Strona główna » Aktualności » Martinez: Jestem do dyspozycji trenera
Martinez: Jestem do dyspozycji trenera
Dzisiaj po południu w swojej pierwszej konferencji prasowej w roli piłkarza Juventusu udział wziął Jorge Martinez (na zdjęciu). Piłkarz, nazywany przez znajomych “Malaka”, odpowiadał na pytania z różnych dziedzin: począwszy od roli w Juve na pochodzeniu swojej ksywki skończywszy.
Wypowiadając się na temat nowej przygody piłkarskiej Martinez przyznał: “Dołączam do drużyny, która w zeszłym sezonie nie radziła sobie zbyt dobrze. Juventus nie przestaje być jednak Juventusem po takim sezonie, więc jestem pewien, że na nowo stanie się drużyną, jaką jest naprawdę: grającą piękną piłkę, odnoszącą zwycięstwa, mającą w składzie świetnych mistrzów. Wszyscy mamy nadzieję na to, że dobrze przygotujemy się do nowego sezonu.
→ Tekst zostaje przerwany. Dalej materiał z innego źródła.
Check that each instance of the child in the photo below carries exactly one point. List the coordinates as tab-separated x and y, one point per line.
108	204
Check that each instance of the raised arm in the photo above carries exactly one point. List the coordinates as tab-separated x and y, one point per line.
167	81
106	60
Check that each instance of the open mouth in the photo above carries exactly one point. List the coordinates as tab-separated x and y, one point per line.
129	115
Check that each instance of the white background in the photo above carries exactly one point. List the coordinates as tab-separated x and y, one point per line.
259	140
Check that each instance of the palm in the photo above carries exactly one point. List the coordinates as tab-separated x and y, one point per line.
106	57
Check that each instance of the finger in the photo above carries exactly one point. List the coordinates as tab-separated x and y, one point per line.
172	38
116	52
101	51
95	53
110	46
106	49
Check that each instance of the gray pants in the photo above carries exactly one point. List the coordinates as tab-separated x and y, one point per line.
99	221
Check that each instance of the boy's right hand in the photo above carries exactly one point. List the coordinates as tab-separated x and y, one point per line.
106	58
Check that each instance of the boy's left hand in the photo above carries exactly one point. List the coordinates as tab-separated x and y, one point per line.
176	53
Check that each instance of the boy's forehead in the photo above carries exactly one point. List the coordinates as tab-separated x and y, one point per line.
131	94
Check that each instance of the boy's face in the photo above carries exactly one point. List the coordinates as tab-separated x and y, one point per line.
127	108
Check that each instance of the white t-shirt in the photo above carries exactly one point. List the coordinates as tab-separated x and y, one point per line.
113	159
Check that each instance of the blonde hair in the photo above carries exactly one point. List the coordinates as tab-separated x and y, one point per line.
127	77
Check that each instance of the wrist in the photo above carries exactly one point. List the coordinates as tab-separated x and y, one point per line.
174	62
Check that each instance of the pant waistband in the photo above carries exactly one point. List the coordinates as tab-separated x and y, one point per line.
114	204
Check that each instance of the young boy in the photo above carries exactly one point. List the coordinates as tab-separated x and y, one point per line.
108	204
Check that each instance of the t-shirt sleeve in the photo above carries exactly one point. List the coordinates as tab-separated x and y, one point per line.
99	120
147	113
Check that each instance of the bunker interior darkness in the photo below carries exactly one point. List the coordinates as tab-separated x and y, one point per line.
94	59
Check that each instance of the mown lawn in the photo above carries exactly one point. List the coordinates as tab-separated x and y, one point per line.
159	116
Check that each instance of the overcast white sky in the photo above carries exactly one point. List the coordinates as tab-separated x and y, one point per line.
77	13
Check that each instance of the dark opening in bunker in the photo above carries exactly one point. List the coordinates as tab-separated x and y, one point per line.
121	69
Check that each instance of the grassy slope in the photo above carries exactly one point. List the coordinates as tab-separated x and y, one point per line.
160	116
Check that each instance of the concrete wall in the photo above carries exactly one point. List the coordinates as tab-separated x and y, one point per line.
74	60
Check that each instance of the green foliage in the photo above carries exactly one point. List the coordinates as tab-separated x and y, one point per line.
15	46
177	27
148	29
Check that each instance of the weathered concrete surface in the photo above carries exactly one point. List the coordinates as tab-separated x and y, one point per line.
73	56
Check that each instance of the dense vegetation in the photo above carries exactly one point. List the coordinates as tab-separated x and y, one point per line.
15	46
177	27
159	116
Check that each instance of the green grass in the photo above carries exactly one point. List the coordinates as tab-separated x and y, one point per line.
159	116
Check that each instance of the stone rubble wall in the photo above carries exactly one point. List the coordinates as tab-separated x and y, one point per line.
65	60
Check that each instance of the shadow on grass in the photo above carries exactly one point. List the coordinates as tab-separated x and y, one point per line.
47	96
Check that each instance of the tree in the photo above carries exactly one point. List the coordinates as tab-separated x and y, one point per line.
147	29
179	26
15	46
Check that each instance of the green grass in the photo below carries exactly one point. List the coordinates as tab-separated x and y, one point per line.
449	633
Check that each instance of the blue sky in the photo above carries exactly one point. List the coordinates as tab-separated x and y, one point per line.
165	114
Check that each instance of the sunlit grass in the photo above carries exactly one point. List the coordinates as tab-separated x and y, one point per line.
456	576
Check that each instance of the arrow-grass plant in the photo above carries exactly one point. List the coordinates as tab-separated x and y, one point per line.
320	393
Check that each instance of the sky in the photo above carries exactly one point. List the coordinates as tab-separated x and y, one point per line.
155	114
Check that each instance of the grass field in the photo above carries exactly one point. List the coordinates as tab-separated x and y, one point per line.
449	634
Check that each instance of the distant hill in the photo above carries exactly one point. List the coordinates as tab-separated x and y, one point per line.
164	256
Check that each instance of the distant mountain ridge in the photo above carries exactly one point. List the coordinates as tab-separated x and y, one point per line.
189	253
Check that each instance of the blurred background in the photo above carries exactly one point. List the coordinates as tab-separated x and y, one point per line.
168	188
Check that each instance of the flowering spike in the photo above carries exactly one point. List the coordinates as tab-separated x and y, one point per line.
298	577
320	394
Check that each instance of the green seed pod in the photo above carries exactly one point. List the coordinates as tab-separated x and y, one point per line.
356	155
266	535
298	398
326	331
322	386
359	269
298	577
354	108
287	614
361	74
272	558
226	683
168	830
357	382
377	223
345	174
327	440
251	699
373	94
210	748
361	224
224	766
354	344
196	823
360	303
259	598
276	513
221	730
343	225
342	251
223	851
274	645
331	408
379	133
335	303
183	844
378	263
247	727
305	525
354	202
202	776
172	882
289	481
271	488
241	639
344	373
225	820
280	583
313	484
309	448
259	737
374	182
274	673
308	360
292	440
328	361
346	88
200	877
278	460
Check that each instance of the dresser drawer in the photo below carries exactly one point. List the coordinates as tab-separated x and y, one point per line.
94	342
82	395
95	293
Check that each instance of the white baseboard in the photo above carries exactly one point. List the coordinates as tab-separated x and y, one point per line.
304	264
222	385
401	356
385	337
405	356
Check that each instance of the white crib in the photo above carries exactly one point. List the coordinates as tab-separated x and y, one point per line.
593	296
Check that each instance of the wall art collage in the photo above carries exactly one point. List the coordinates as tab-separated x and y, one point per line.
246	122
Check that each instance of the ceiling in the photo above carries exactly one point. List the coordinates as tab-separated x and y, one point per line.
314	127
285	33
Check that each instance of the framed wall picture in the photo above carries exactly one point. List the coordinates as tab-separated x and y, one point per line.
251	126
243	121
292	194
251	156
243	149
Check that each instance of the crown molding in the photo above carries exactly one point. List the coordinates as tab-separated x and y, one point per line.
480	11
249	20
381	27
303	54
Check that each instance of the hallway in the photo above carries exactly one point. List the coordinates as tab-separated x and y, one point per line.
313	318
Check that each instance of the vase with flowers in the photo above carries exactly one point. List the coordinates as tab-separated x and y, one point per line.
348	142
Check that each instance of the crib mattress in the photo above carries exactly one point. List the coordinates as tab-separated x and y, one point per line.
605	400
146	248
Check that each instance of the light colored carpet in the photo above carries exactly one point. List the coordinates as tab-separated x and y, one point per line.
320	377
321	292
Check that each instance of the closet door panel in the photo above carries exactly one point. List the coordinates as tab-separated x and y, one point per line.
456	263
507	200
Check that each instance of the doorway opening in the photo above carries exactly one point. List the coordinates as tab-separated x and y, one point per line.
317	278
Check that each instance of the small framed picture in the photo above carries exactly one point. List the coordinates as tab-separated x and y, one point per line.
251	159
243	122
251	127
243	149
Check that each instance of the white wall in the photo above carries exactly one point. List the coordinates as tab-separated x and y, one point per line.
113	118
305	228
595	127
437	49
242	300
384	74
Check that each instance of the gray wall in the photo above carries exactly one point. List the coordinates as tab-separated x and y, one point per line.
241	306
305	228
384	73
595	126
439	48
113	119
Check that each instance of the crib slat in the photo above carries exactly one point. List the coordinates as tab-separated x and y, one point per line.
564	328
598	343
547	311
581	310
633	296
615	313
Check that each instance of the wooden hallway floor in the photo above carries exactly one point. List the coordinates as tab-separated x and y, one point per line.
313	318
Być tu to niczym spełnione marzenie, jestem naprawdę bardzo szczęśliwy“.
Zapytany o swoją charakterystykę piłkarską, odpowiedział: “Lubię grać jako prawy skrzydłowy – w Catanii zawsze grałem na skrzydle, stąd też przywykłem już do tej roli. Nie jest jednak powiedziane, że w Juve będę pełnił taką samą, bo o tym już zadecyduje trener. Lubię grać piłką, ale kiedy nie mam jej przy nodze, również sporo biegam i staram się wyjść na pozycję. To, nad czym muszę pracować, to właśnie gra bez piłki i szybsze podania, bo nieraz trenerzy zwracają mi uwagę, że za długo przetrzymuję piłkę i że powinienem szybciej ją oddawać. Kiedy jednak dołączasz do Juventusu, jasne jest, że musisz być coraz lepszy, więc i ja taki będę“.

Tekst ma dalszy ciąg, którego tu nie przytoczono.